In a securitization transaction the entity that is selling the income-producing assets and receives the funds realized by the securitization is the “originator”. 

The income-producing assets sold by the originator are the “receivables”. The list of the types of receivables which have been used for securitizations is long; starting with mortgage loans and credit card receivables, the technique has since been applied to a wide variety of trade receivables, toll road receipts, bank loans, leasing payments, student loans, health care facilities, car loans, non performing loans etc. 

The entity to which the originator sells the assets is the “issuer”, usually a special purpose vehicle (“SPV”) created specifically for the purpose of the transaction.
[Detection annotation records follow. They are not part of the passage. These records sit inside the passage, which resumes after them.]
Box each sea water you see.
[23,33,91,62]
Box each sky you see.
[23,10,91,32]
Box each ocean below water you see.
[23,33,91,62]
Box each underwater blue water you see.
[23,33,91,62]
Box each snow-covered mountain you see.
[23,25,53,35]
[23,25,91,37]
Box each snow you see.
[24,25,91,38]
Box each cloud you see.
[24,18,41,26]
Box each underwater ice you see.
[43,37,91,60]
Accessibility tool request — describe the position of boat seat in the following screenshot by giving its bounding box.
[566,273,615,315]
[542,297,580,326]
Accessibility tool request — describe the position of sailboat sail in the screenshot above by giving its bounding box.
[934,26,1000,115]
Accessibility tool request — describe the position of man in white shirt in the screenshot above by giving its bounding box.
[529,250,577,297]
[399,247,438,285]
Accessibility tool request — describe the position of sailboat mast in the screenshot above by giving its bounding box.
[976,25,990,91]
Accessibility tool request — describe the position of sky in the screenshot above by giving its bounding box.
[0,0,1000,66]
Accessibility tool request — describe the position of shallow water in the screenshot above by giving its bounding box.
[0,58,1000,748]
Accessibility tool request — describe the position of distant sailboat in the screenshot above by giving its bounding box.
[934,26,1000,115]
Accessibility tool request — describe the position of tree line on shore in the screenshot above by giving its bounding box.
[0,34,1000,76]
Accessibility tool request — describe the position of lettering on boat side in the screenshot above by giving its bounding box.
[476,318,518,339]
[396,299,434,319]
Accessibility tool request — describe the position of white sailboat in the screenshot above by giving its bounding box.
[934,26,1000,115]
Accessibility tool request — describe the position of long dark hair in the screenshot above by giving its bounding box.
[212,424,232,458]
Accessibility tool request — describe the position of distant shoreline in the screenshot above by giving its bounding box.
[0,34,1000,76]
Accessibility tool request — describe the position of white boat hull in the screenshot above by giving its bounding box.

The issuer/SPV raises funds to purchase the receivables from the originator by issuing notes in the capital markets (“asset backed securities” or “ABS”), which are purchased by “investors”.  

In a classic securitization, the transfer of the receivables to the issuer should be done by way of a “true sale” – i.e. should be done in such a manner that it will survive the subsequent insolvency of the originator so that no liquidator or third party creditor of the originator will have a claim to the receivables.

 

RATIONAL FOR SECURITIZATION

Different market players have different reasons for deciding to use securitization as a financing tool. For some, very large issuers it makes sense to diversify their sources of funds as much as possible. For financial institutions such as banks, mortgage lenders and credit card providers, securitization is an invaluable risk management tool, allowing them to remove assets representing business already done from their balance sheets, freeing up regulatory capital to allow them to do new business and originate new assets. With the advent of the Basel III capital adequacy rules, derecognition is increasingly being superseded by other motivations for securitization. 

For emerging market issuers, the greatest attraction of securitization is almost certainly the cheaper cost of funds they can obtain, as compared to straight unsecured borrowing.

 

HUNGARY

There have been very few securitization transactions in Hungary and the financial crisis halted the appetite of originators and investors for new transactions. Although there is no dedicated law on securitization in Hungary, those few transactions that were closed before the financial crisis are sound evidence that securitization is possible under Hungarian law. Nevertheless, a separate law – if implemented at all in the future – would give more comfort to the parties to a securitization transaction.